Monday, February 18, 2013

Lessons for the Prophetic Dancer

As I learn more about my prophetic gift and how it coincides with my dance ministry I always find useful information that helps me in this journey. I am amazed at the things that are happening as dancers begin to go deeper in their walk with God and as they minister in dance. In my opinion, praise dancers not only have the ability or the gift to dance, but they also have other gifts within them. I am noticing that many liturgical dancers have a prophetic gift. This prophetic gift is often used to convey a message as they go forth in dance ministry. Either they will see a certain movement that gives a message or they will hear what God is saying and present that message in their dance. In the book, The Prophetic Dancer and Mime, David L. Brown helps liturgical dancers understand their gift of dance beyond dancing. He gives a short yet precise explanation about the word "prophecy" and the types of prophets--seers and those that hear; and how they use their gifting in dance ministry.
copyright Katina Davenport 2012, Praise dancer in white dress with purple tunic and purple flag.

Not only does he give Biblical, sound explanation about prophecy and dance, he also gives practical dance ministry insight that can be used in any dance or mime ministry. Here are 7 key questions that will help dancers prepare for ministry. 

1. Is it my desire to fulfill my flesh (my selfish needs) or do I desire to fulfill the desire of Christ? This question is very important as liturgical dancers are in front of many, and receive accolades for their ministry. A dancers' ego must not go against the purpose of dance ministry, which is to glory the Heavenly Father through the expression of praise and worship. 

2. How much of me will people see versus how much of Christ and His glory will the people see? If those that are watching you minister cannot see Christ in you as you dance then our human characteristics have gotten in the way of HIS glory. This ought not to happen. 

3. Does my costume or attire bring attention to me, or the Christ in me? This is a good question to ask. I have had the opportunity to dance in the secular world. NO, I wasn't in any music videos; however, I have danced on stage to secular music. I wasn't thinking about praising and worship God. I was totally thinking about getting my choreography correct. My attire did not express the holiness of God. In fact, I wore short dresses most of the time with my arms and back showing. There were other times where I wore a tight body suit that showed everything. My point is, if I was to wear any of these costumes while ministering through dance, I would be sat down. I would not be allowed to dance before that congregation or any other congregation once word got out about my attire. As I danced in the secular arena, my wardrobe was made to fit the choreography and the message of that particular dance. The same goes with liturgical dance. Both male and females must be in modest liturgical dance clothing so that it will not draw lust that unfortunately exist in a lot of people. Here is a tip: men are visual, therefore it is important that women praise dancers take special attention in choosing garments that will not lead the eyes of men to stray on the woman's anatomy. And trust me, they will do it. 

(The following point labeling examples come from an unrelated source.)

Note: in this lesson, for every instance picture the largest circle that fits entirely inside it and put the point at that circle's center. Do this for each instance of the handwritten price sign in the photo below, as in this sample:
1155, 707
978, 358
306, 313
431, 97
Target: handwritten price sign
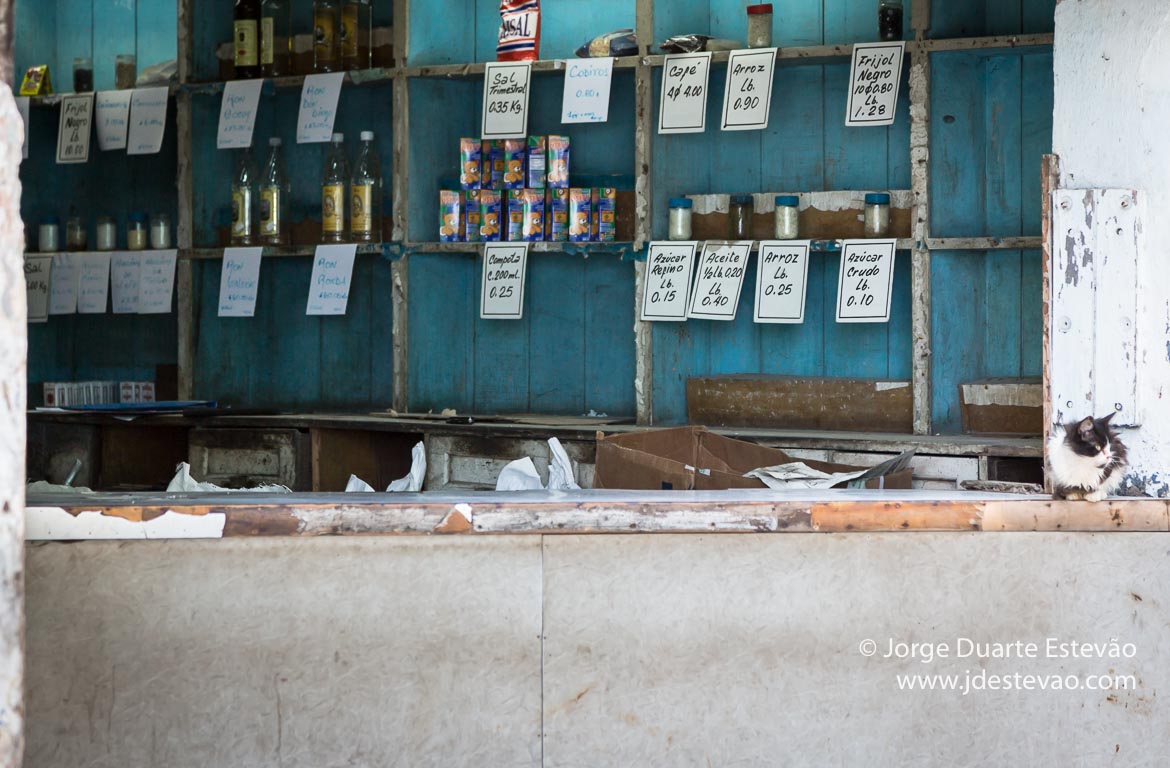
748, 96
866, 282
506, 90
874, 81
682, 108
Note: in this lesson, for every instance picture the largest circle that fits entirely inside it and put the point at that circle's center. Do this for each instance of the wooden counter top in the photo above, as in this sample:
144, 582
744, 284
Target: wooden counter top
585, 512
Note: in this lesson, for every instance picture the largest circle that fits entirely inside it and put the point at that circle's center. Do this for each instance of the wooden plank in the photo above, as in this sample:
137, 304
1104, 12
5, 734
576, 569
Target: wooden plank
786, 402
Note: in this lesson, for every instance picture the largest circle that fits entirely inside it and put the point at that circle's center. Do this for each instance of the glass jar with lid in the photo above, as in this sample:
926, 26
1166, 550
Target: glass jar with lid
787, 211
680, 219
876, 214
740, 212
136, 231
759, 26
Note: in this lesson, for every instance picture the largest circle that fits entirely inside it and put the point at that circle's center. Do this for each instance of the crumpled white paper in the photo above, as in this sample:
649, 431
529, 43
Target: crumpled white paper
183, 482
411, 484
522, 475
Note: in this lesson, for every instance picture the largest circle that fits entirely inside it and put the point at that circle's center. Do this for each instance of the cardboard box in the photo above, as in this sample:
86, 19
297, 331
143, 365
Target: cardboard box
692, 458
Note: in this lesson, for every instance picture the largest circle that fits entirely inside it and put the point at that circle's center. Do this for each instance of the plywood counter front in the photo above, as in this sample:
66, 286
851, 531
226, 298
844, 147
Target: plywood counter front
587, 512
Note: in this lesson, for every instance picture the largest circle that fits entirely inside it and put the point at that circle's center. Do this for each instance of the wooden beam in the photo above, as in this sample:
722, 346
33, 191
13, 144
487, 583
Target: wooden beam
1050, 182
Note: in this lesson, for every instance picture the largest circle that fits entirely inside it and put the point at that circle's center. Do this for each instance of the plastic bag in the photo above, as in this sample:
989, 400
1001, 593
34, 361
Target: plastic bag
621, 42
520, 31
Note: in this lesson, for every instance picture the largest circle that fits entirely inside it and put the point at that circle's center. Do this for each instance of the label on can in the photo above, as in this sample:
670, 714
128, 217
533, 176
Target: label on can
362, 210
332, 207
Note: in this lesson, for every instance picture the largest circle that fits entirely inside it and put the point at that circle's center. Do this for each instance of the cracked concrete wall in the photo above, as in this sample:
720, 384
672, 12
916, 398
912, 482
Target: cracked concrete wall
1109, 127
13, 360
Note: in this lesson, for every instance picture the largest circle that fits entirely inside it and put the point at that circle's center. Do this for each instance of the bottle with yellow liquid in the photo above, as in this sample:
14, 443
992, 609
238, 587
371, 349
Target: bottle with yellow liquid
334, 183
243, 187
274, 191
365, 193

4. Have I really talked to God about what He wants to accomplish through my ministry? If you ever want to know what anyone thinks about your dance ministry ask God. He is the most important person to ask. He will let you know if you have accomplished his purpose in your dance ministry. It is advisable to prayerfully ask for His direction with each choreography or movement and decisions about engagements. . 

5. Does my choreography/movements point to Christ and His message of the gospel? Dance is an unspoken language. You can say so many things through your movement; and if you are not careful you can say the wrong thing. Think about it. What kind of movement would someone do if they were in a club? What kind of movement would someone do if they want to entice someone? What kind of movement would someone do if they were worshiping the Almighty God? Choreography has the power to bring you into praise and lead you into sin. Your choreography is body language so watch what you say. 

6. Am I free enough for the Holy Spirit to consume me, so that the anointing will come forth to destroy the yoke off others? Being free to dance is about the absence of fear of failure, fear of people watching you, fear of man, and fear of letting go. It is also about the absence of anything that will hinder your spiritual walk. The Holy Spirit cannot dwell in an unclean vessel; therefore, in order for Him to consume you, you must be consecrated.

7. Is the anointing on my gift strong enough to break yokes, and get people freed, healed, and delivered? This type of anointing can happen as quickly or slowly as you like. What I mean is the sooner you surrender everything to the Lord, the faster he will entrust you with the anointing to be able to see these types of manifestations. 

The important concept of this book is about the relationship between God and the dancer or mime. I wanted to feature these questions from the book, The Prophetic Dancer and Mime so that you can consider these things if you have not already done so.. Be sure to purchase this book for your dance ministry and apply the teachings. Prophet David L. Brown offers a prophetic word to dance and mime ministries, and there is a mini prophetic training lesson that will encourage you in your prophetic gift.